Of course, Batman Returns was dark. It was ridiculously dark. With his first Batman movie, Tim Burton found tremendous blockbuster success even as he introduced a Joker who bragged of being “the world’s first fully functioning homicide artist.” It can’t have been easy to up the ante from there. And yet Burton did it, introducing a drooling, deformed sex maniac of a villain whose final plan is to drown infants in toxic waste. When a character introduces the beautifully ridiculous Lex Luthorian plan of constructing a fake power plant that would steal and stockpile Gotham City’s electricity rather than generating it, he’s only the secondary villain, a total afterthought. And that’s not even getting into all the sex stuff.
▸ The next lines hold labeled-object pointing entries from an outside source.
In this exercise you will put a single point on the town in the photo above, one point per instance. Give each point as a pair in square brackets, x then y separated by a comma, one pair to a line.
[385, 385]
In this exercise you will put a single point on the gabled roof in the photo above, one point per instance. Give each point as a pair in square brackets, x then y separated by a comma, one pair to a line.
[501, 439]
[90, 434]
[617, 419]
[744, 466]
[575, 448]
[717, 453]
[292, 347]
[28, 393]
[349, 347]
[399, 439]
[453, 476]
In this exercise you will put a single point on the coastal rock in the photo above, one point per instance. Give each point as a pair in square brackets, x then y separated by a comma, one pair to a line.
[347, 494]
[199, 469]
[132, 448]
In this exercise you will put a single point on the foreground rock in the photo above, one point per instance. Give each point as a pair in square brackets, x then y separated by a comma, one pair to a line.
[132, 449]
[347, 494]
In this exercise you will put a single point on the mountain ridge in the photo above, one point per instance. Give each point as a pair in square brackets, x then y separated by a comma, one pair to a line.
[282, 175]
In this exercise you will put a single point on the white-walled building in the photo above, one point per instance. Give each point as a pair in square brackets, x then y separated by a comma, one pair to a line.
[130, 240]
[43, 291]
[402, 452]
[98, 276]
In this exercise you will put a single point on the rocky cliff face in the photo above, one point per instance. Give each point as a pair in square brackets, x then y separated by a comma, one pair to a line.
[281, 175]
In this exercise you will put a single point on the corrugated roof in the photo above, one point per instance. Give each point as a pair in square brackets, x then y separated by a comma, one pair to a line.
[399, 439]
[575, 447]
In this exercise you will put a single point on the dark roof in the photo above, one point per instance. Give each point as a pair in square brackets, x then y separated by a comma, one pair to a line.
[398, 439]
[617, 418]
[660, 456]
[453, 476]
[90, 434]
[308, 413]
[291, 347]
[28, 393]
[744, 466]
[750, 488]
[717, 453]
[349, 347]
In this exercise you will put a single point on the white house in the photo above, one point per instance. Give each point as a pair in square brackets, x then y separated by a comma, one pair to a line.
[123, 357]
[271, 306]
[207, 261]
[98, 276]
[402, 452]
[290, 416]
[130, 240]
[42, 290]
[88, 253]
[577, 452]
And there’s so much sex stuff. As the Catwoman, Michelle Pfeiffer speaks almost entirely in double-entendre catchphrases. She dons a gleaming vinyl catsuit that Pfeiffer found almost impossible to wear. (I love how the character was supposed to make the costume by repurposing an old shiny raincoat while the real Pfeiffer had to be helped into it and then sprayed with silicon so that it would shine.) The costume is pure BDSM, something that is plenty obvious even before Pfeiffer cracks a whip for the first time. And both she and Danny DeVito’s penguin turn innuendo into high art. (My favorite line is DeVito, panting over an image consultant: “I’d like to fill her void! Teach her my French flipper trick!”)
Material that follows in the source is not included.